Comparison to baseline:
Precision (for a model that always predicts the most common pronunciation): 0.9724770642201835
F1 score (for a model that always predicts the most common pronunciation): 0.986046511627907


# Complete g2p use case

This section demonstrates how to combine the masked LM and polyphone disambiguation models for more robust g2p capabilities (ascribing some pronunciation for every character in the GuwenBERT lexicon).


In [None]:
def get_context(text, poly_index, num_left=32, num_right=32):
    left = max(0, poly_index - num_left)
    right = min(len(text), poly_index + num_right + 1)
    return text[left:right], poly_index - left

all_baxter = masked_lm(sequence, table)

pb = tqdm(range(len(sequence)))

phoneme_seq = []
for i, c in enumerate(sequence):
    if c not in table:
        phoneme_seq.append(None) # default behavior for characters outside the GuwenBERT lexicon
    elif len(table[c]) == 1:
        phoneme_seq.append(table[c][0])
    else:
        context, location = get_context(sequence, i)
        mask = get_mask(len(table[c]))[None, :].to(device)
        context = encode(context)[None, :].to(device)
        logits = model(context, torch.tensor(location)[None], mask)
        pred = torch.argmax(logits)
        phoneme_seq.append(table[c][pred])

    pb.update(1)




  0%|          | 0/1001 [00:00<?, ?it/s]

In [None]:
for p in phoneme_seq[:10]:
    print(p)

None
['', '', '', 'k', 'ˤ', '', 'a', 'r', '', '', '', 'B&SOC2015-10-13', '']
['', '', '', 'g', 'ˤ', 'r', 'a', '', 'ʔ', '', '', 'B&SOC2015-10-13', '']
['', '', '', 'k', 'ˤ', '', 'a', 'r', '', '', '', 'B&SOC2015-10-13', '']
['m-', '', '', 'd', '', '', 'a', 'ŋ', 'ʔ', '', '', 'B&SOC2015-10-13', '']
['', '', '', 'g', '', 'r', 'a', 'r', '', '', '', 'B&SOC2015-10-13', '']
['', '', '', 'ŋ', '', '', 'o', 'r', '', '', '', 'B&SOC2015-10-13', '']
['', '', '', 'qʰ', 'ˤ', 'r', 'a', 'ŋ', '', '', '', 'B&SOC2015-10-13', '']
['C-', '', '', 'r', '', '', 'i', 't', '', 's', '', 'B&SOC2015-10-13', '']
['', '', '', 't', '', 'r', 'e', 'ŋ', '', '', '', 'B&SOC2015-10-13', '']

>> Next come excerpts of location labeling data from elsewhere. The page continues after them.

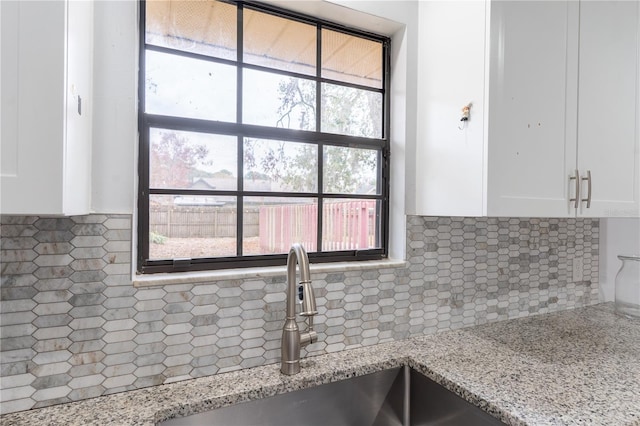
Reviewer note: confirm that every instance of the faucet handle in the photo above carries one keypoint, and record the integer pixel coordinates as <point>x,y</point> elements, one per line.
<point>308,300</point>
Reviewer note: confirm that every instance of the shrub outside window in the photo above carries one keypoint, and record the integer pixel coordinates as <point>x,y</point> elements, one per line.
<point>259,128</point>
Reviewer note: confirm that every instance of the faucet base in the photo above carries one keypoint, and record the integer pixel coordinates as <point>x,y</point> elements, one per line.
<point>290,367</point>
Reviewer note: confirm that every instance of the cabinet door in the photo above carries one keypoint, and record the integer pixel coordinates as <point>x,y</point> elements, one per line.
<point>608,108</point>
<point>532,107</point>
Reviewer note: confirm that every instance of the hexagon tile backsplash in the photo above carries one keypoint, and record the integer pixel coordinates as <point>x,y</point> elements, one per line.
<point>74,327</point>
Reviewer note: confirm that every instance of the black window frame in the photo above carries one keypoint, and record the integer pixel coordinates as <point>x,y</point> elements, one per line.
<point>148,121</point>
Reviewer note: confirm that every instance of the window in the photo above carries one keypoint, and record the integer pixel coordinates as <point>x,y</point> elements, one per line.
<point>259,128</point>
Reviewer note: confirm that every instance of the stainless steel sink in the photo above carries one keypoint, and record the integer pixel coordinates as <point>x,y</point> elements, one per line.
<point>399,396</point>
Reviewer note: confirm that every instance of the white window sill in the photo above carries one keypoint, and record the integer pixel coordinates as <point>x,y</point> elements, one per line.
<point>248,273</point>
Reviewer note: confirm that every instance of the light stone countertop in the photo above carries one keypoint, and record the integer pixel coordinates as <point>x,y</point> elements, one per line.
<point>573,367</point>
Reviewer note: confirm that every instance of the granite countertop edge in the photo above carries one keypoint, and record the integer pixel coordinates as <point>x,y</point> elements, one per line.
<point>486,365</point>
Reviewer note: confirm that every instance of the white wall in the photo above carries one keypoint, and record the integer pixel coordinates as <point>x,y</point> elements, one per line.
<point>115,129</point>
<point>617,236</point>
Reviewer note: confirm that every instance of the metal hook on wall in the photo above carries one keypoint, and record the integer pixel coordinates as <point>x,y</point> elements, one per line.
<point>466,114</point>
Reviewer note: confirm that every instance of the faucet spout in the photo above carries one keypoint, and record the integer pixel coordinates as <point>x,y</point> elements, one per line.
<point>292,338</point>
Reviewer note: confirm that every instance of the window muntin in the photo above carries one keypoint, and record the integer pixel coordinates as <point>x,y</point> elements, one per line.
<point>253,140</point>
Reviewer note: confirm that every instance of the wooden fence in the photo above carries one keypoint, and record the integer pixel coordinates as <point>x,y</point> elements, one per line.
<point>201,222</point>
<point>348,225</point>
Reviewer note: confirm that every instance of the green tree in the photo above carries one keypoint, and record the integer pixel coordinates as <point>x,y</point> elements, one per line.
<point>345,111</point>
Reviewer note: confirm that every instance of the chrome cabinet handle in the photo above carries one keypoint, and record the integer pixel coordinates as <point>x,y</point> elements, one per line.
<point>588,179</point>
<point>577,199</point>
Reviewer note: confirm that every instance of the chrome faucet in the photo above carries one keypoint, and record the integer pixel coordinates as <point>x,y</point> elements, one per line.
<point>292,338</point>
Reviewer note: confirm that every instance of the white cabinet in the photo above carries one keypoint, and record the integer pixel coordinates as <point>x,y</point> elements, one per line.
<point>46,106</point>
<point>519,63</point>
<point>608,108</point>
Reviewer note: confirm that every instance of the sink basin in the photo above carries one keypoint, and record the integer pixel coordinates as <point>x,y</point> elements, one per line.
<point>399,396</point>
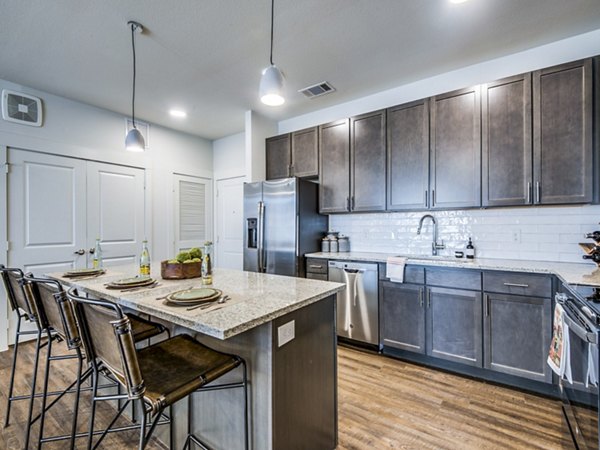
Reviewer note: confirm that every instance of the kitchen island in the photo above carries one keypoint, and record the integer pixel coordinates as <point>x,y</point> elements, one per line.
<point>283,327</point>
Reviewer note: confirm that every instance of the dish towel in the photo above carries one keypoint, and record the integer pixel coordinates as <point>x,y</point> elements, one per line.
<point>558,356</point>
<point>592,375</point>
<point>395,268</point>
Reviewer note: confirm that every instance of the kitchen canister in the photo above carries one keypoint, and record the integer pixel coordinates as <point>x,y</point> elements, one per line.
<point>343,243</point>
<point>325,245</point>
<point>333,244</point>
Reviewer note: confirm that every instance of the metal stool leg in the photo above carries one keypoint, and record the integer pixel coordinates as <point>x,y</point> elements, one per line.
<point>33,383</point>
<point>77,396</point>
<point>12,372</point>
<point>45,391</point>
<point>93,410</point>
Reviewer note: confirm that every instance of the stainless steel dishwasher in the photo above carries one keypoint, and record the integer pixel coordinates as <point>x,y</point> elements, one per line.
<point>357,304</point>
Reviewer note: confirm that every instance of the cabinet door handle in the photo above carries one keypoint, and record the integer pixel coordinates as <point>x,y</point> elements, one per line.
<point>516,285</point>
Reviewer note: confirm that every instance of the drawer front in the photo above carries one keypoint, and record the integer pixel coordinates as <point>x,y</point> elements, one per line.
<point>316,265</point>
<point>316,276</point>
<point>454,278</point>
<point>412,274</point>
<point>518,283</point>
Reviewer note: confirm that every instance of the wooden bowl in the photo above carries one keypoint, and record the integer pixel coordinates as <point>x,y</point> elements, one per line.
<point>180,271</point>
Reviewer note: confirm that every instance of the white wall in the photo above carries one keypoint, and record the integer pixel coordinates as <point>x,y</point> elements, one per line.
<point>522,233</point>
<point>229,156</point>
<point>570,49</point>
<point>74,129</point>
<point>539,234</point>
<point>258,128</point>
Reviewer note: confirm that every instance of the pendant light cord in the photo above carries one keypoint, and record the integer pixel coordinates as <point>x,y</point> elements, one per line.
<point>133,28</point>
<point>272,14</point>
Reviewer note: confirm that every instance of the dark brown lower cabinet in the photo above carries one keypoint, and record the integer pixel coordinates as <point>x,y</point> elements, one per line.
<point>402,321</point>
<point>454,328</point>
<point>517,333</point>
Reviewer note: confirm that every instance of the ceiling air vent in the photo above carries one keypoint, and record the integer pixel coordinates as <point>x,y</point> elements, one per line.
<point>316,90</point>
<point>21,108</point>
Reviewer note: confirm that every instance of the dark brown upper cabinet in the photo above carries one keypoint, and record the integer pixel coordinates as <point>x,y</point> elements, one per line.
<point>352,175</point>
<point>367,156</point>
<point>507,155</point>
<point>562,134</point>
<point>305,153</point>
<point>278,156</point>
<point>408,156</point>
<point>293,154</point>
<point>334,176</point>
<point>455,168</point>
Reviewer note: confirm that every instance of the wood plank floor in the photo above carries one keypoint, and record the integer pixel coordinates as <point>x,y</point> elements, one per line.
<point>383,404</point>
<point>389,404</point>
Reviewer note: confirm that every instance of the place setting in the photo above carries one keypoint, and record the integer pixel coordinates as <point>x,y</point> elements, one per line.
<point>84,274</point>
<point>196,298</point>
<point>132,284</point>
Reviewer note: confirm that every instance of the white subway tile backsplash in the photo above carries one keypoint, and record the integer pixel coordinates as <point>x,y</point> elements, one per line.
<point>541,233</point>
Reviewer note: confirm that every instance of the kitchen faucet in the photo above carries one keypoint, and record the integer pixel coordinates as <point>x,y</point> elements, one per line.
<point>434,244</point>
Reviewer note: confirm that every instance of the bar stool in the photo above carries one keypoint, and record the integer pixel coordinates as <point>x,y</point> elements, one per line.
<point>156,376</point>
<point>23,293</point>
<point>25,311</point>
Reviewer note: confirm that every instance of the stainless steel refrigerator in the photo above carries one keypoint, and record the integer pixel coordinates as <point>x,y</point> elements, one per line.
<point>281,224</point>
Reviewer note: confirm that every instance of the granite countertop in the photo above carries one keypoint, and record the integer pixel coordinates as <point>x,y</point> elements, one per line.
<point>571,273</point>
<point>256,298</point>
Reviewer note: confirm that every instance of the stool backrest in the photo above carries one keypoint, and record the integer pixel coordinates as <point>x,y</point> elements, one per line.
<point>51,299</point>
<point>11,278</point>
<point>108,340</point>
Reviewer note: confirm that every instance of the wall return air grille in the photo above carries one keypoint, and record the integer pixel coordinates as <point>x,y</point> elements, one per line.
<point>21,108</point>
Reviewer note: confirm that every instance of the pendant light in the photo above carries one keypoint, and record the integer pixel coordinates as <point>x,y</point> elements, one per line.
<point>134,142</point>
<point>271,83</point>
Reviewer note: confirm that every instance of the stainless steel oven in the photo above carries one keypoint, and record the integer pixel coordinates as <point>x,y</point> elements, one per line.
<point>580,398</point>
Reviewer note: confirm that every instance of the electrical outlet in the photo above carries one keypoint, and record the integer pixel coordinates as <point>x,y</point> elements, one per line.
<point>517,236</point>
<point>286,333</point>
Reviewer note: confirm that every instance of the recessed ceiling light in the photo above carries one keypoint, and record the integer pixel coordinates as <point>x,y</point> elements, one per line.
<point>177,113</point>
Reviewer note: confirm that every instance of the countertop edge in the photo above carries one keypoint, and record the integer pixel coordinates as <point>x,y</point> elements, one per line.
<point>570,273</point>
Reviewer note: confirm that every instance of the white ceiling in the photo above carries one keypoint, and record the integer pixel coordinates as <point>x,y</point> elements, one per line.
<point>206,56</point>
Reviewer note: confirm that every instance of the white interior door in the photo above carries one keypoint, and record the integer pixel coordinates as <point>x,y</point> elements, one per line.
<point>115,211</point>
<point>230,217</point>
<point>193,206</point>
<point>57,206</point>
<point>46,212</point>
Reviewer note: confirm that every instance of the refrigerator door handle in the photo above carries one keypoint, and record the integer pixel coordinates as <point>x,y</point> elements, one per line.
<point>261,236</point>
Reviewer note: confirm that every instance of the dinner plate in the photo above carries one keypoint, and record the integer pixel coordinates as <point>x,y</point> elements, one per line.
<point>130,283</point>
<point>83,272</point>
<point>194,296</point>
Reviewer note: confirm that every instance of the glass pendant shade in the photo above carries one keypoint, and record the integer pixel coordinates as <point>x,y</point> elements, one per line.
<point>134,142</point>
<point>271,86</point>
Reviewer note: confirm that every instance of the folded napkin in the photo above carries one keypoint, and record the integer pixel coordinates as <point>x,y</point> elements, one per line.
<point>592,372</point>
<point>395,268</point>
<point>558,356</point>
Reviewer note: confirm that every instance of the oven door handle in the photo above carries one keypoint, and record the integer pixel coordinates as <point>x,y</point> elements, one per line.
<point>584,334</point>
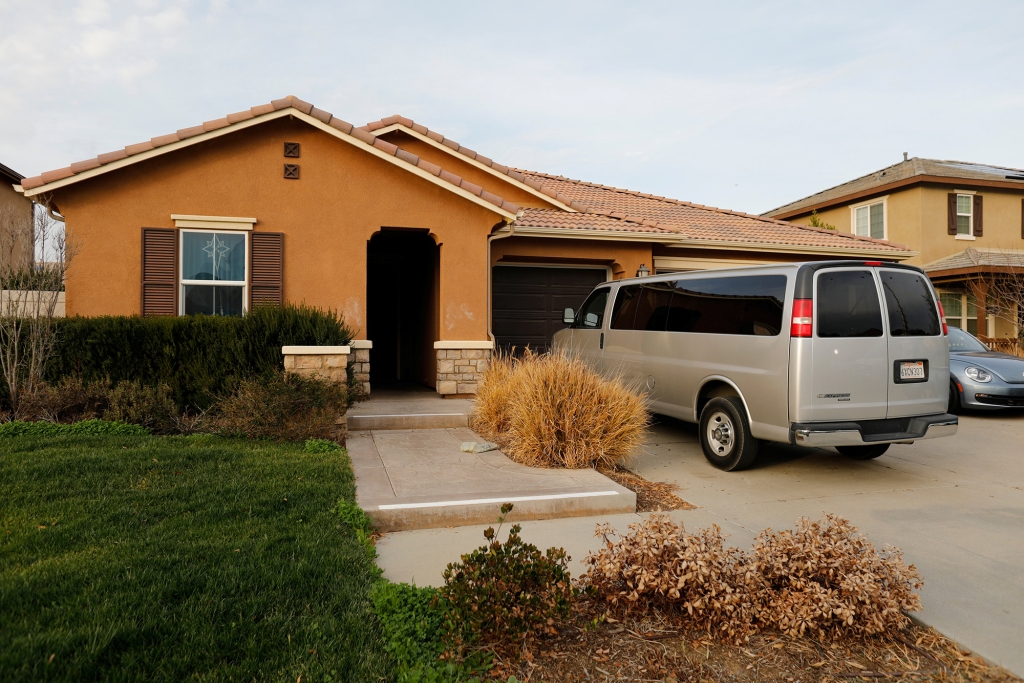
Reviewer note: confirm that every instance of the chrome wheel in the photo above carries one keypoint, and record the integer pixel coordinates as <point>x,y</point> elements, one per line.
<point>721,433</point>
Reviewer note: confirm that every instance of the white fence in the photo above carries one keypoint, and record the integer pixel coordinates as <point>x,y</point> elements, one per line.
<point>27,301</point>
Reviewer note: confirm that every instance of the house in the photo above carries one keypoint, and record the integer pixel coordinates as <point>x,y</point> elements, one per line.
<point>965,221</point>
<point>15,224</point>
<point>432,252</point>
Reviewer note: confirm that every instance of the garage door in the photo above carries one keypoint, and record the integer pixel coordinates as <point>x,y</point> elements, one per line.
<point>528,302</point>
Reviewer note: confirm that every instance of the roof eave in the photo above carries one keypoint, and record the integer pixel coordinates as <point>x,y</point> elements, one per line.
<point>472,162</point>
<point>288,111</point>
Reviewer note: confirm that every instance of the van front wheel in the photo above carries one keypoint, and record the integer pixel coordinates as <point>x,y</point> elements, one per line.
<point>725,434</point>
<point>862,452</point>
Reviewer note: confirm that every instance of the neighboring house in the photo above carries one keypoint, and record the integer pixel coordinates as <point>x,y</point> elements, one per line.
<point>431,251</point>
<point>965,221</point>
<point>15,214</point>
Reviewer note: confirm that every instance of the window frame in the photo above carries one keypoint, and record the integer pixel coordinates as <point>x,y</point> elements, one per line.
<point>182,283</point>
<point>884,201</point>
<point>970,233</point>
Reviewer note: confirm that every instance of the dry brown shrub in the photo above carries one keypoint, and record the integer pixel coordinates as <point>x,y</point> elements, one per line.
<point>822,579</point>
<point>825,578</point>
<point>658,564</point>
<point>553,411</point>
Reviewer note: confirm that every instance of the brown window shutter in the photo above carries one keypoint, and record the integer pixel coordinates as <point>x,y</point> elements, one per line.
<point>160,271</point>
<point>266,271</point>
<point>978,223</point>
<point>951,214</point>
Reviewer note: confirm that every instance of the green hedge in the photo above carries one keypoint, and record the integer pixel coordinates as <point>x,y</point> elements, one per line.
<point>200,357</point>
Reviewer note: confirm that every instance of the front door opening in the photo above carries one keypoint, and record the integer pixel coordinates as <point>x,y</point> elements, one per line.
<point>401,305</point>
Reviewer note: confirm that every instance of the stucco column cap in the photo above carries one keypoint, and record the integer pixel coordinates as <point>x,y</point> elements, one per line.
<point>463,344</point>
<point>314,350</point>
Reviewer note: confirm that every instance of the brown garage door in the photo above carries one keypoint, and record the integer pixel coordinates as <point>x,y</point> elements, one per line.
<point>528,302</point>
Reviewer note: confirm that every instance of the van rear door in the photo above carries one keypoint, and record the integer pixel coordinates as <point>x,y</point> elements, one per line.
<point>918,351</point>
<point>849,356</point>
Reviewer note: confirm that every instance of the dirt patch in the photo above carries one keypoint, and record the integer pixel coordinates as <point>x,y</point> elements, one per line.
<point>655,648</point>
<point>651,496</point>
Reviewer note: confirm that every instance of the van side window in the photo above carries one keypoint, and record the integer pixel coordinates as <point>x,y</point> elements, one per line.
<point>626,307</point>
<point>847,304</point>
<point>744,305</point>
<point>591,314</point>
<point>910,305</point>
<point>652,309</point>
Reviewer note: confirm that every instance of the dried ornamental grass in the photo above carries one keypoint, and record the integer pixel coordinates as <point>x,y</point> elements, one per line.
<point>553,411</point>
<point>822,579</point>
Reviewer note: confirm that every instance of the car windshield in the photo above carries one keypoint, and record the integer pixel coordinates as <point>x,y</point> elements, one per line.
<point>964,341</point>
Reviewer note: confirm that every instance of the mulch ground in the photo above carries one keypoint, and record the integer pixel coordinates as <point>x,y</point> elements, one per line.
<point>656,648</point>
<point>651,496</point>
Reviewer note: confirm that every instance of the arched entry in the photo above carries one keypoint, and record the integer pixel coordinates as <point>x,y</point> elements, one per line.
<point>402,305</point>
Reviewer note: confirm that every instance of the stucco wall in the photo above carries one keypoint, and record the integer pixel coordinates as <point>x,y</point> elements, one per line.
<point>344,195</point>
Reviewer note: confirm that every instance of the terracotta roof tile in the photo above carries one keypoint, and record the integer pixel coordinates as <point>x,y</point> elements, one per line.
<point>360,134</point>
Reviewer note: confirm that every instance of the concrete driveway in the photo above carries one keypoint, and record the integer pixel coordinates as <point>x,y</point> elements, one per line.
<point>955,506</point>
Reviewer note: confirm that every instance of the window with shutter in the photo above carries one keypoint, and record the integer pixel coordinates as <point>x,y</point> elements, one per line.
<point>160,250</point>
<point>267,268</point>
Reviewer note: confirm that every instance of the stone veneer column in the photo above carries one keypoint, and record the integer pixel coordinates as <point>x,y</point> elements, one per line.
<point>460,365</point>
<point>360,363</point>
<point>329,363</point>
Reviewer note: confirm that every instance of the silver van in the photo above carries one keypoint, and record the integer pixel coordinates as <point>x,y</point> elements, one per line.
<point>851,354</point>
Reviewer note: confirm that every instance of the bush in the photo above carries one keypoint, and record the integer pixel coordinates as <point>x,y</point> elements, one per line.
<point>283,407</point>
<point>150,407</point>
<point>68,400</point>
<point>86,427</point>
<point>822,579</point>
<point>200,357</point>
<point>826,579</point>
<point>553,411</point>
<point>504,590</point>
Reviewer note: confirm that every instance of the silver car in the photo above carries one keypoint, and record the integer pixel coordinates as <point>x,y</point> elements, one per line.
<point>981,379</point>
<point>851,354</point>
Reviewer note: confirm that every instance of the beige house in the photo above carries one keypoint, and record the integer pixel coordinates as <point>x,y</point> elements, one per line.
<point>966,222</point>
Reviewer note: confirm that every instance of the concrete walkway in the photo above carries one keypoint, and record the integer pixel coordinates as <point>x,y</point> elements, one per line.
<point>955,506</point>
<point>420,478</point>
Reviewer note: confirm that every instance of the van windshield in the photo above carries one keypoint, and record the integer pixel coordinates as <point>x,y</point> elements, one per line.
<point>847,304</point>
<point>910,305</point>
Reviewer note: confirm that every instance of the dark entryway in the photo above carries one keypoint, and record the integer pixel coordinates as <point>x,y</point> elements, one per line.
<point>527,302</point>
<point>401,305</point>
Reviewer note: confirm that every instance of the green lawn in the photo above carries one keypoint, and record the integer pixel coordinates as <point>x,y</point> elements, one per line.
<point>193,558</point>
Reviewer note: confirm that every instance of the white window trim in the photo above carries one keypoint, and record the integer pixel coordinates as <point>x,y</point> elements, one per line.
<point>219,283</point>
<point>885,215</point>
<point>969,236</point>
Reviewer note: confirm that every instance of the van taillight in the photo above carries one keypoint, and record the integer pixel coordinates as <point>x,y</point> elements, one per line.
<point>803,317</point>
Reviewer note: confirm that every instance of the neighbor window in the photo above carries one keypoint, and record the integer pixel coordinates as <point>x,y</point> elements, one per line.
<point>965,214</point>
<point>869,220</point>
<point>213,272</point>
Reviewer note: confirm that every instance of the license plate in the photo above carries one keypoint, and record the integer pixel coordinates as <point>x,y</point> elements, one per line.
<point>911,370</point>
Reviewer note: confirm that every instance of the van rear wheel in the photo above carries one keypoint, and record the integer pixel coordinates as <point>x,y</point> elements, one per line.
<point>725,434</point>
<point>862,452</point>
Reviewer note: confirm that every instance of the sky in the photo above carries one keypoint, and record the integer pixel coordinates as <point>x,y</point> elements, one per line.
<point>745,105</point>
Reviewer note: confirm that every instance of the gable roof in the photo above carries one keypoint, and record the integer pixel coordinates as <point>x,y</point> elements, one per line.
<point>10,174</point>
<point>904,173</point>
<point>289,105</point>
<point>486,164</point>
<point>674,221</point>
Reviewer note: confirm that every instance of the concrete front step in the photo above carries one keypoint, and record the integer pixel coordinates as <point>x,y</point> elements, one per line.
<point>408,421</point>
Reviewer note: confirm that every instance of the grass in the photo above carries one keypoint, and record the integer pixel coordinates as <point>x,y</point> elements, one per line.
<point>194,558</point>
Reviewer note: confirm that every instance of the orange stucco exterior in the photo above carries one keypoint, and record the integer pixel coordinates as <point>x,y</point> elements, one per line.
<point>342,198</point>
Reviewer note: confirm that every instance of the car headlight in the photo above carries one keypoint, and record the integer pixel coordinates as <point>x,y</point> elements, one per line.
<point>978,375</point>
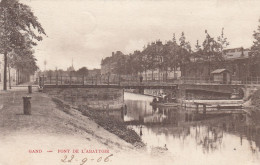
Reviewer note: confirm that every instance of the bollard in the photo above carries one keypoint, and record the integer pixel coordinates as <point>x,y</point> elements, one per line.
<point>29,88</point>
<point>27,105</point>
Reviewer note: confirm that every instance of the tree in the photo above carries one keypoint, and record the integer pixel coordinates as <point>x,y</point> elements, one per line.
<point>184,53</point>
<point>16,20</point>
<point>212,51</point>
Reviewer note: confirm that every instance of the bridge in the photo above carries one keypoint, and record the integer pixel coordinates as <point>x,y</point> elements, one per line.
<point>183,85</point>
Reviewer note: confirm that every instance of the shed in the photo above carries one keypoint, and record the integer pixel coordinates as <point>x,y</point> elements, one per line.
<point>221,76</point>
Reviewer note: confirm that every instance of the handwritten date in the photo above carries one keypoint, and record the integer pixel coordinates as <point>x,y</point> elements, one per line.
<point>72,158</point>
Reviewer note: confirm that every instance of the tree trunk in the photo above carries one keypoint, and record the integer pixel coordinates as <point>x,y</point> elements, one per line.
<point>5,72</point>
<point>9,75</point>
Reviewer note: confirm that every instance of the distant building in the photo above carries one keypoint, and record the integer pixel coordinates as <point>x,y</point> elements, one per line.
<point>236,62</point>
<point>108,64</point>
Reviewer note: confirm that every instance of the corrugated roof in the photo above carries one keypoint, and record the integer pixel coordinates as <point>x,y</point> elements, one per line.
<point>219,71</point>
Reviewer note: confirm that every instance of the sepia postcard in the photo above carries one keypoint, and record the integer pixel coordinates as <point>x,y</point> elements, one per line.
<point>133,82</point>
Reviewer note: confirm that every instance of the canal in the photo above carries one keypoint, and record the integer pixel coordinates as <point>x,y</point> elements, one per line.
<point>195,138</point>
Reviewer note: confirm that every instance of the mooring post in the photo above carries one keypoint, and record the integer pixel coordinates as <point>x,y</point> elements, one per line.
<point>27,105</point>
<point>56,79</point>
<point>204,108</point>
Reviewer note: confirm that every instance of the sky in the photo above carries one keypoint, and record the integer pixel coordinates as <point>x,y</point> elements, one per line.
<point>87,31</point>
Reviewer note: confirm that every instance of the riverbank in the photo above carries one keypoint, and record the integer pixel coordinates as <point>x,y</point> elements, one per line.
<point>50,129</point>
<point>109,123</point>
<point>255,99</point>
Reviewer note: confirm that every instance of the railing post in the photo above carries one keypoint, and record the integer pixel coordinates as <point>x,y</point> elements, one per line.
<point>108,79</point>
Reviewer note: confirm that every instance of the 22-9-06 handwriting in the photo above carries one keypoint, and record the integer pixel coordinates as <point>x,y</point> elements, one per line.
<point>72,158</point>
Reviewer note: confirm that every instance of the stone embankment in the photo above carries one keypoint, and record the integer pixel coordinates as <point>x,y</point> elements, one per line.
<point>109,123</point>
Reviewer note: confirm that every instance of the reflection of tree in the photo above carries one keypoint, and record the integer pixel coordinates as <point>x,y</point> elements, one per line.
<point>210,138</point>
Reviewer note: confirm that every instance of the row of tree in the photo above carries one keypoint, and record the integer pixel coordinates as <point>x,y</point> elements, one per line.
<point>83,71</point>
<point>19,31</point>
<point>169,56</point>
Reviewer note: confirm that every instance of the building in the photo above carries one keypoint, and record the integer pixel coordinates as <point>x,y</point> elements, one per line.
<point>10,71</point>
<point>236,61</point>
<point>221,76</point>
<point>94,72</point>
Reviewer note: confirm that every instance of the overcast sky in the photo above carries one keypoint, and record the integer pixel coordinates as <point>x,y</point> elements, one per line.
<point>88,31</point>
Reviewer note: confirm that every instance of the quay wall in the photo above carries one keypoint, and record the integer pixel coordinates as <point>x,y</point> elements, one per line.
<point>91,98</point>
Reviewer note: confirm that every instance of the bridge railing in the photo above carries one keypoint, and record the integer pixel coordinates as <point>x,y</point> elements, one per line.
<point>135,80</point>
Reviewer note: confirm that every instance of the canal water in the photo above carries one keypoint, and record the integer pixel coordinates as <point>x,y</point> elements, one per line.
<point>197,138</point>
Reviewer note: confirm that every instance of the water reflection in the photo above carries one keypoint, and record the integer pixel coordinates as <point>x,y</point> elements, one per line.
<point>233,137</point>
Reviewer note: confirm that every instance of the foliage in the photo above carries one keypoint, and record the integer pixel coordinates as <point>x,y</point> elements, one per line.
<point>19,31</point>
<point>82,71</point>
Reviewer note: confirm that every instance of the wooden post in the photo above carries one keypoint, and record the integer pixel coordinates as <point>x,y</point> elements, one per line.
<point>204,108</point>
<point>56,79</point>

Something that is likely pretty important down the road but I didn't have the time to figure out is getting batching to work, which would improve the code's performance significantly. Unfortunately with the time allotted, I decided to prioritize getting the logic implemented and documented here.